Backpropagation: Feedforward Neural Network

Backpropagation for feedforward neural network from scratch in Python

Mar 17, 2025

Introduction

Backpropagation is a core method to perform optimization in Machine Learning. It is commonly used alongside with gradient descent algorithm, which is explained in my other post.

This is a series of posts on backpropagation. In this post (part 4), we will implement backpropagation for feedforward neural network from scratch in Python.

The previous posts are prerequisites for this post. Please read them first if you haven't already:

Backpropagation: Multivariate Chain Rule [Part 1]
Backpropagation: Forward and Backward Propagation [Part 2]
Backpropagation: Differentiation Rules [Part 3]
Backpropagation: Feedforward Neural Network [Part 4]

Some knowledge of derivatives and feedforward neural network is required to follow these posts.

Recap

A feedforward neural network is one of the most fundamental neural network architectures, where data flows in a single direction—from the input layer through the hidden layers to the output layer, without looping back.

Since feedforward neural networks are extensively explained in many tutorials and books, I won’t repeat the same information here.
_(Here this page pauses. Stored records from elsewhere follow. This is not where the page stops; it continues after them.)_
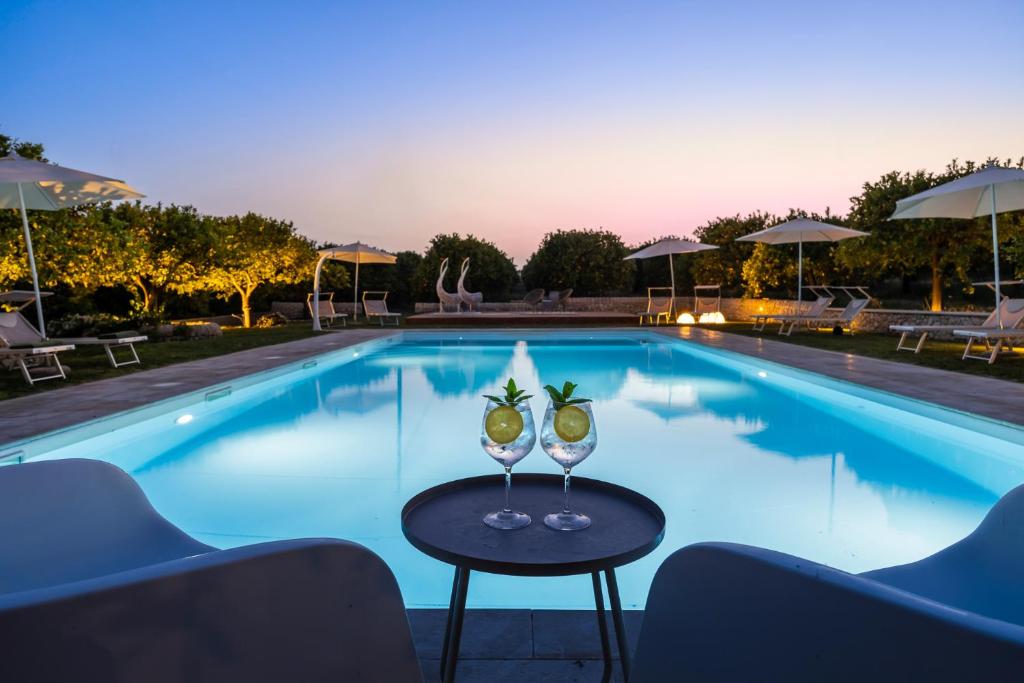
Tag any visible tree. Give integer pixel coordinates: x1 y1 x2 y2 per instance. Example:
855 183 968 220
836 158 1024 311
0 132 45 160
521 229 633 296
114 203 217 316
414 233 517 302
202 213 316 327
691 213 772 294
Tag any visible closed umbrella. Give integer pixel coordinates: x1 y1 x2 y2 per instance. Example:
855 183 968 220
312 242 397 327
889 164 1024 328
624 238 719 304
0 151 144 337
736 218 868 308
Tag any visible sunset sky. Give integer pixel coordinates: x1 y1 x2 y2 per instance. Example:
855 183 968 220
4 0 1022 263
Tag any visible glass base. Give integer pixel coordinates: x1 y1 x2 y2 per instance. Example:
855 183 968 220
544 511 591 531
483 509 531 530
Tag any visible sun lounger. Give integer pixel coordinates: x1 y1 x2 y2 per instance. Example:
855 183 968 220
0 458 423 682
892 298 1024 353
638 287 675 326
954 327 1024 364
631 482 1024 681
0 311 145 369
752 295 833 332
307 292 348 328
0 341 75 385
362 291 401 326
771 298 869 336
523 288 545 311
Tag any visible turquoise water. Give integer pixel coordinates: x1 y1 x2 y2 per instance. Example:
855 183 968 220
15 331 1024 609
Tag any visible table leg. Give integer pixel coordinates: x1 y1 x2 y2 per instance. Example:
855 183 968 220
440 567 461 679
592 572 613 682
606 568 631 681
440 566 470 683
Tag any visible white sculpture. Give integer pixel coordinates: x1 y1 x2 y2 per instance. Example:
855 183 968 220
436 258 463 313
457 258 484 312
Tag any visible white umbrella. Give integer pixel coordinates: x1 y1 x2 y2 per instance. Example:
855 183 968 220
624 238 719 303
0 151 143 337
889 164 1024 328
736 218 868 307
312 242 397 327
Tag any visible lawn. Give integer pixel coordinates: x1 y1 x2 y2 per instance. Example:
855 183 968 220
697 323 1024 383
0 323 332 401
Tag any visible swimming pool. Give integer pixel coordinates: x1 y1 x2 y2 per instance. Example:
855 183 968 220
9 330 1024 609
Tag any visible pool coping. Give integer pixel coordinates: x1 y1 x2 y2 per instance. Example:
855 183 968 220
3 324 1023 452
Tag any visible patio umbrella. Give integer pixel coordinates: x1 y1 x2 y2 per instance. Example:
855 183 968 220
889 164 1024 328
624 238 719 302
312 242 397 327
0 151 143 337
736 218 868 307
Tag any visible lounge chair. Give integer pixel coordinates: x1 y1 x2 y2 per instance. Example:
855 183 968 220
955 326 1024 364
307 291 348 328
523 288 545 311
436 258 462 313
892 298 1024 354
543 288 574 312
0 311 145 369
751 295 833 332
0 458 423 682
631 482 1024 682
362 291 401 327
0 340 75 385
637 287 675 326
772 297 869 336
457 258 483 312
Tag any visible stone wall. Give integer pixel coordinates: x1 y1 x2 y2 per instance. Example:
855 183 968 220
413 296 988 336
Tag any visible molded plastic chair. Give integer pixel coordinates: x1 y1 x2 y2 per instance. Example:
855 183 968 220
0 459 422 683
632 483 1024 682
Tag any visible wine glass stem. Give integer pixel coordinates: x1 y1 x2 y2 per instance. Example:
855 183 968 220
503 466 512 513
563 467 572 514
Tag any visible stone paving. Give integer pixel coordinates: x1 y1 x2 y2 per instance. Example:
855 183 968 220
655 326 1024 427
409 609 641 682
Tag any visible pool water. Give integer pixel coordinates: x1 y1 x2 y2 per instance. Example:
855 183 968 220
17 331 1024 609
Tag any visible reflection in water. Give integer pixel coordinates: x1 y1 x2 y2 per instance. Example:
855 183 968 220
78 337 1019 610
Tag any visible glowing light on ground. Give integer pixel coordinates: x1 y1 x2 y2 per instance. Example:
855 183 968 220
699 312 726 324
676 313 696 325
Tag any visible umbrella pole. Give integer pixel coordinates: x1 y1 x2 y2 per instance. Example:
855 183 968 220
668 254 676 318
797 237 803 313
991 185 1003 328
354 256 360 322
312 253 326 331
16 182 46 338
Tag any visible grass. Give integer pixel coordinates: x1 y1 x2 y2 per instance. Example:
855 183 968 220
696 322 1024 383
0 322 336 401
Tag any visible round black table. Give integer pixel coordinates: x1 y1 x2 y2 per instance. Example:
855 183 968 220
402 473 665 682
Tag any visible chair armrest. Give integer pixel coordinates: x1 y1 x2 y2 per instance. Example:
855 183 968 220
632 542 1024 682
0 538 422 683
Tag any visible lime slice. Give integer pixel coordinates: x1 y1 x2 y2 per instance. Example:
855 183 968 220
554 405 590 442
486 405 524 444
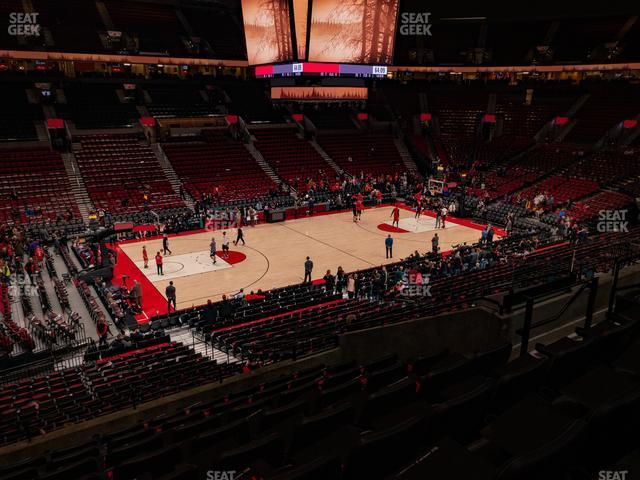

If you're not already familiar with this concept, I recommend reviewing it before moving forward with the rest of this post.

The feedforward neural network is usually visualized as following:

The sample feedforward neural network consists of the following:

Input Layer: This layer receives two real numbers (x₁, x₂) in our sample neural network. In the general case, it can accept any number of inputs.
Output Layer: The output layer produces the final output of the model. In this tutorial, we assume that the output is a single real number, which represents the loss of our model. In other words, we want to minimize this value with backpropagation.
Hidden Layers: These layers consist of one or more similar layers. Each hidden layer applies weighted sum of its inputs followed by a non-linear activation function.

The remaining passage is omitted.